Datameer Blog post
Five Best Practices for Software Maintenance
by Joel Stewart on Jul 18, 2018
In this blog, we cover five best practices for system administrators to keep users satisfied when it comes to maintenance updates: schedule, think holistically, review urgency, test changes incrementally and repeat changes into production.
Let’s be candid, maintenance for software is not a thrilling topic but it is a critical one to keep your users’ experience optimal. Of course, new features are appealing and users are eager to work with the latest technology. For many of us, we’ve grown accustomed to having the most up-to-date software available through our mobile devices and even the online services we use regularly for email, search or shopping. Today, we’re not talking about new features rolling out — we’re talking about maintenance releases, or “bug-fix only” software updates. System administrators have a lot of considerations when keeping their users up-to-date. Today, we’ll discuss five best practices for system administrators to keep users satisfied when it comes to maintenance updates: schedule, think holistically, review urgency, test changes incrementally and repeat changes into production.
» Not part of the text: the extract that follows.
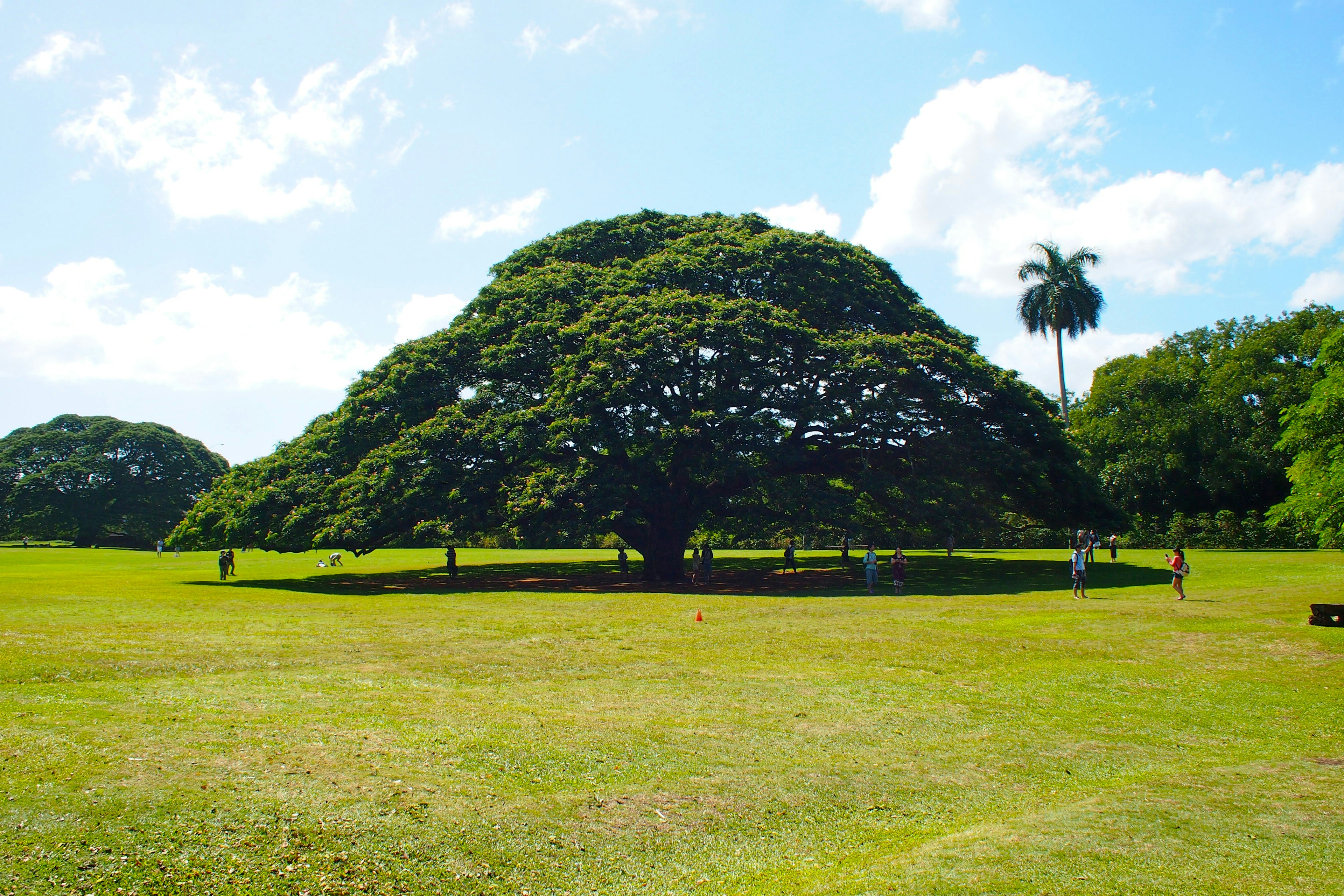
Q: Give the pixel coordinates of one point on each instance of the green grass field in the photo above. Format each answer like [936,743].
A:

Ensure that you schedule maintenance windows regularly with the user base. Setting an expectation for maintenance windows ahead of time is crucial to users so they can plan ahead for any critical work that must be delivered. This is similar to construction notifications you may see on the streets of your daily routine. When you know that maintenance is upcoming, you can plan ahead to take an alternative route or travel at a different time. Knowing when maintenance is scheduled to happen can significantly improve the user experience. I recommend that these windows be regular and predictable for the foreseeable future and, most importantly, published to all users. For example, every Sunday between 12:00 AM – 2:00 AM for a production environment and everyday between 12:00 PM – 2:00 PM for a non-production environment. Note that not every eligible window will maintenance time be taken, but it is regularly available to administrators if required.
2. Think Holistically
The next best practice for system administrators is to think holistically about the software stack. Specifically, subscribe to receive notifications for newly available maintenance releases for the entire software stack, not just a single application. Let’s consider a typical Datameer installation as an example. Most commonly, Datameer installations include the following dependencies: operating system, Hadoop, Java and MySQL. Each of these software elements are maintained on a different schedule and are distributed as separate software binaries. Correcting or preventing an issue in any one of these elements will have a positive impact on your users and deems equal attention from the system administrators. Lastly, when monitoring for new maintenance releases, it’s also important to pay attention to any end-of-maintenance dates for versions installed in your software stack. Versions that are no longer receiving maintenance updates at all should trigger an upgrade project to keep your users current.
3. Review Urgency
As you receive notifications about the availability of new maintenance releases, make it a priority to review the list of fixes thoroughly. Reviewing this list helps you understand the urgency for when patches should be applied, especially if multiple system elements have maintenance patches released around the same time. When reviewing this list, administrators should do their best to review from a user’s perspective. Specifically, ask yourself the following two questions: what is the benefit of applying this fix? What is the risk of not applying this fix? Fixes for issues that your users have actually reported are commonly the most urgent to resolve. At times, there will be several maintenance fixes that are required for the full software stack. When multiple changes are desired, it is important to rank them from a user’s perspective so that they can be applied in this order — more on this in the next section.
4. Test Updates
The next best practice may seem obvious, but so many try to skip it: test the maintenance updates! Specifically, test the maintenance updates in a non-production replica environment first. When applying the maintenance updates, I recommend a scientific approach. By scientific, I specifically mean that we should perform a “control” test without any maintenance updates applied. After that, apply a single maintenance update and re-run the test suite. The tests are intended to verify two things: (1) that behaviors that changed matched expectations; and (2) that no unintended changes were observed.
To summarize, the testing process should have three steps: (1) perform a “control” test, (2) apply one maintenance update and (3) perform a validation test. These three steps should all be performed during the non-production maintenance window — this allows administrators to measure the duration required to apply the update can successfully complete during the expected time. For the most conservative system administrators, it’s also a good practice to test reverting a maintenance update in case production produces different results than non-production.
5. Replicate in Production
The final best practice that I want to share is to repeat the steps in production. Emphasis is intended on the repetition of the steps. This step again takes a scientific approach. Specifically, we’re expecting that if we perform the same steps in production that we did in non-production that we should get the same results. No matter how similar the non-production and production environments are to each other, there will always be some difference in the environment. Since there are differences, it is still recommended to perform the following three steps: (1) perform a “control” test, (2) apply one maintenance update and (3) perform a validation test before concluding the maintenance window.
By using these best practices, system administrators can keep users satisfied and productive with regular maintenance updates.